You are right about one thing though....giving this one up doesn't mean there will be another one coming along later. If she feels she wants to marry him no one is going to stop her.

To 19:09: I often say that I think the most important part of marraige that you are going in the same direction....separately....that you both want the same things and the same type of life, so I liked your post.
Anonymous
I would have a drinking problem.
Anonymous
Anonymous wrote:I would have a drinking problem.


Hysterical.

I would probably have a drinking problem AND be extremely wealthy living in Greenwich!

Anonymous
deeeevorced
Anonymous
Anonymous wrote:
Anonymous wrote:I would have a drinking problem.


Hysterical.

I would probably have a drinking problem AND be extremely wealthy living in Greenwich!



Me three! Drinking problem, extremely wealthy and living in the Bay Area. And you'd probably end up seeing me on "Snapped" or one of those other true crime shows as the woman who "had it all" but just lost it one day.

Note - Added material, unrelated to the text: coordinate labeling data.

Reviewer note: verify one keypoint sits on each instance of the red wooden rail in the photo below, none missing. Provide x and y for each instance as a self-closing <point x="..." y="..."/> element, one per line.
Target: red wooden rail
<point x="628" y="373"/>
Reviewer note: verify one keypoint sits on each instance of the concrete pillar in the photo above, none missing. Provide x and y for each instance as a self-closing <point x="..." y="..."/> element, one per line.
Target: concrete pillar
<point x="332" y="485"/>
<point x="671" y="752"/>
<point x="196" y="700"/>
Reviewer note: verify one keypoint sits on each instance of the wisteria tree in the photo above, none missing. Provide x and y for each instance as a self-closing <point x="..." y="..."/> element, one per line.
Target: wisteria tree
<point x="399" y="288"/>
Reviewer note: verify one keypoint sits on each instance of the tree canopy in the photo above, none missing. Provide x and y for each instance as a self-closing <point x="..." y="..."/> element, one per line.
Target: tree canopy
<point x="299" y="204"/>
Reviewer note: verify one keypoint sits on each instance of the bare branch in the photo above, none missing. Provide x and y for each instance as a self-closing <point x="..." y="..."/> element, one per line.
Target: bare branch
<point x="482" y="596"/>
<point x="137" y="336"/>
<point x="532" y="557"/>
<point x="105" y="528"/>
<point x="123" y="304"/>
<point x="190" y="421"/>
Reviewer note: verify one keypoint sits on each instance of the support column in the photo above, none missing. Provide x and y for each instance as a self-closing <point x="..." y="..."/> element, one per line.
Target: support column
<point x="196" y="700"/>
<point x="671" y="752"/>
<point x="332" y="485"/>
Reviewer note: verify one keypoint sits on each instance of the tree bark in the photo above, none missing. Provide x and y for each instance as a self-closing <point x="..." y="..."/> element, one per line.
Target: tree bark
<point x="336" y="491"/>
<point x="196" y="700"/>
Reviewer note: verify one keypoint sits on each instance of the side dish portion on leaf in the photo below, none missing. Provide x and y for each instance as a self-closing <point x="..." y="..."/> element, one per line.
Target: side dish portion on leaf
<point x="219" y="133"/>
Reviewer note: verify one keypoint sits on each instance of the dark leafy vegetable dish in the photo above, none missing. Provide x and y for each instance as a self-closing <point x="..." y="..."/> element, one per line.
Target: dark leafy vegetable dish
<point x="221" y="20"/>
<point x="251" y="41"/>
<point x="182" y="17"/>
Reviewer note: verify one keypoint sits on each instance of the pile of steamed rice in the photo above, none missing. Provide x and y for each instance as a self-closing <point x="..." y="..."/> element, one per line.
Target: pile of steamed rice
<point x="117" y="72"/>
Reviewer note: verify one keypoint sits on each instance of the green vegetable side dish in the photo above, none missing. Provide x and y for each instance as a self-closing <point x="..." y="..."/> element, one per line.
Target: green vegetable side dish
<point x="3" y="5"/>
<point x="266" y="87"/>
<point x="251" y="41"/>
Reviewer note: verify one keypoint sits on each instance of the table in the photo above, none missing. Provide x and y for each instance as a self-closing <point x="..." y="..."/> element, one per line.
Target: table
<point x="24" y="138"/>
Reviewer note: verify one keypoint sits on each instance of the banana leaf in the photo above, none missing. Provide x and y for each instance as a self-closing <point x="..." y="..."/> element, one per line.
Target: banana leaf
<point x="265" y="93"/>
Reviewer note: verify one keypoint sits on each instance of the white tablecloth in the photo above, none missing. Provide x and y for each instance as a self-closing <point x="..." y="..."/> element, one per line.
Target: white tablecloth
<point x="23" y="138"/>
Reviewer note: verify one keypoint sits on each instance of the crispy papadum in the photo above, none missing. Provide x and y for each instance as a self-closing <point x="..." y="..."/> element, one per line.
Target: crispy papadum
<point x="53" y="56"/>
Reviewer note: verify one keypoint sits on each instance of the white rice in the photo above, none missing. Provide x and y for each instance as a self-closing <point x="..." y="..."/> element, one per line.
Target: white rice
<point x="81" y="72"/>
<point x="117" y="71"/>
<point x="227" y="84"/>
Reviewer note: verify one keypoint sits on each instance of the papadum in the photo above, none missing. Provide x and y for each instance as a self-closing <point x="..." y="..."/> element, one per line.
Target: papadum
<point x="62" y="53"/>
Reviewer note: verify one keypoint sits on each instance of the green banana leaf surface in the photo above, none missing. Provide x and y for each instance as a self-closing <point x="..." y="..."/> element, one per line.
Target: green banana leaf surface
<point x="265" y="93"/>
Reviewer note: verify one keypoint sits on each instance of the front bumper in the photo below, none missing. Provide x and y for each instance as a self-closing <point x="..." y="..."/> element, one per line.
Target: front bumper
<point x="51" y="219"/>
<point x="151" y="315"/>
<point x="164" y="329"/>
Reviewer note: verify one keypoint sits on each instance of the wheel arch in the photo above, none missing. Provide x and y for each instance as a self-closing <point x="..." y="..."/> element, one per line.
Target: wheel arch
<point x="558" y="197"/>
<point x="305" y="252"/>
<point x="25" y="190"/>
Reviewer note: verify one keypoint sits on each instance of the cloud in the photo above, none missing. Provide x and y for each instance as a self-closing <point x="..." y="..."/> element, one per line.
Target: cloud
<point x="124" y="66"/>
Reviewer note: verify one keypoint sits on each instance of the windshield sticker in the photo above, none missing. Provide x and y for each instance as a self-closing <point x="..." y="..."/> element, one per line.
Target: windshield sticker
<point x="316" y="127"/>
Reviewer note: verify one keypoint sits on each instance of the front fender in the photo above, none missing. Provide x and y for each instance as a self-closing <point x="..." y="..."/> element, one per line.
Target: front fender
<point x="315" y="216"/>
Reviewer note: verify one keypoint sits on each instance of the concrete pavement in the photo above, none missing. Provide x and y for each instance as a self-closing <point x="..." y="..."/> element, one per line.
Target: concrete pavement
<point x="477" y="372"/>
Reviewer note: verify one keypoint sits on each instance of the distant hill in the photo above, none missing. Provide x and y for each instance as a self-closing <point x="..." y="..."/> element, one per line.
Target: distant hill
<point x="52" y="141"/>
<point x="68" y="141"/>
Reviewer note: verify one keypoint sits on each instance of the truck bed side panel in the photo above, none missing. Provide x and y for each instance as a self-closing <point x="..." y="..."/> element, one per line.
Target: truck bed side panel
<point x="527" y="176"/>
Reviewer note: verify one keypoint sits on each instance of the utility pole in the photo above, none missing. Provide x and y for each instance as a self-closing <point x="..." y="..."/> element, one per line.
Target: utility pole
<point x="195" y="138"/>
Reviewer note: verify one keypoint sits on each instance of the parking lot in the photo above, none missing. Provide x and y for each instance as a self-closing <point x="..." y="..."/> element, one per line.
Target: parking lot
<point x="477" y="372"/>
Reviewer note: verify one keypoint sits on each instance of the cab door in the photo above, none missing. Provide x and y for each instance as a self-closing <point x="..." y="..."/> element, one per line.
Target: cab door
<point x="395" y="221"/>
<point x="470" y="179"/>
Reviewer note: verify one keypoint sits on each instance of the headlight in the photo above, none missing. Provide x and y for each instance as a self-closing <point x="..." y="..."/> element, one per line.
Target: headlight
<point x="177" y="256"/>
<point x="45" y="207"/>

Soooo lucky we all are to have dodged that bullet.
Anonymous
I would be married to a depressed person who has a hard time expressing feelings, and I think my personality would be different as a result. In a negative sense. Sometimes I think about that ex, because I miss the adoration of an early relationship, and DH and I moved beyond that years ago! But I recognize my nostalgia for the ex is only because 90% of that relationship was the swoony, puppy love, early stages. We didn't give it enough time to mellow into the later stage -- which is when I would have woken up to find myself married to a depressed person who has a hard time expressing his feelings, with me miserable and frustrated because of it.

I'd probably be living in a part of the country I prefer, though - ha. Not a good trade.